South China University of Technology, Guangzhou 510640, Guangdong, China.
Comput Intell Neurosci. 2021 Sep 11;2021:7703152. doi: 10.1155/2021/7703152. eCollection 2021.
Currently, the development of sharing economy and interconnection also has a profound impact on community life services. This study is based on the deep neural network theory, combined with the evolution mechanism of the commercial network of the community life service industry, link prediction theory, and the latest deep neural network algorithm, referring to the evolution model of merger and stripping, and the network structure is optimized on this basis.

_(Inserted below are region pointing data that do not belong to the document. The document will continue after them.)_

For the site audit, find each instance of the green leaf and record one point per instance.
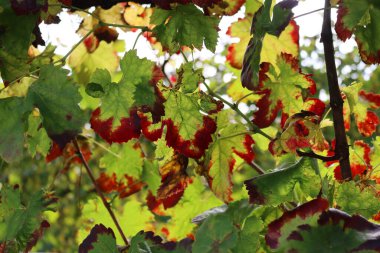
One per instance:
(151, 176)
(100, 239)
(221, 160)
(15, 39)
(99, 83)
(123, 159)
(353, 200)
(18, 221)
(38, 139)
(185, 25)
(248, 240)
(57, 99)
(279, 186)
(121, 97)
(196, 200)
(85, 63)
(189, 79)
(360, 18)
(216, 234)
(286, 86)
(13, 114)
(184, 111)
(262, 25)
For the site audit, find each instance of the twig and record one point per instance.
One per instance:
(311, 12)
(137, 38)
(234, 107)
(243, 97)
(336, 101)
(163, 71)
(314, 155)
(257, 168)
(99, 192)
(64, 58)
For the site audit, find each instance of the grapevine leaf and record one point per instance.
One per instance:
(225, 8)
(133, 216)
(221, 162)
(188, 130)
(282, 89)
(187, 26)
(151, 175)
(189, 79)
(280, 186)
(38, 139)
(262, 24)
(249, 236)
(15, 39)
(216, 234)
(353, 200)
(124, 159)
(118, 119)
(201, 3)
(137, 15)
(359, 160)
(99, 83)
(297, 230)
(174, 181)
(286, 42)
(85, 61)
(13, 113)
(100, 239)
(360, 18)
(366, 120)
(302, 130)
(196, 199)
(119, 99)
(18, 221)
(57, 99)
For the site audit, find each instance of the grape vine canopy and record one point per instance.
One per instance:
(102, 150)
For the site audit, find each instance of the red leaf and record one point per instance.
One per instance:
(372, 98)
(368, 125)
(174, 181)
(125, 187)
(36, 235)
(248, 155)
(342, 32)
(87, 244)
(196, 147)
(308, 209)
(129, 127)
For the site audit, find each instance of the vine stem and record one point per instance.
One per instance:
(234, 107)
(257, 168)
(336, 101)
(99, 192)
(311, 12)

Through simulation experiments and result analysis, the model is used to deeply study the evolution trend and dynamics of the community life service business network from the perspective of quantitative analysis. Then the business network structure is optimized and development is promoted at the same time. At the same time, it can also upgrade those old scattered industries and provide theoretical and decision-making guidance for the future transformation and upgrading of the innovative community life service industry.
目前,共享经济和互联互通的发展也对社区生活服务业产生了深远的影响。本研究基于深度神经网络理论,结合社区生活服务业商业网络的演化机制、链接预测理论和最新的深度神经网络算法,借鉴合并和剥离的演化模型,在此基础上对网络结构进行优化。通过仿真实验和结果分析,利用该模型从定量分析的角度深入研究社区生活服务业商业网络的演化趋势和动态,进而优化商业网络结构,促进其发展。同时,还可以对老旧分散的产业进行升级,为未来创新型社区生活服务业的转型和升级提供理论和决策指导。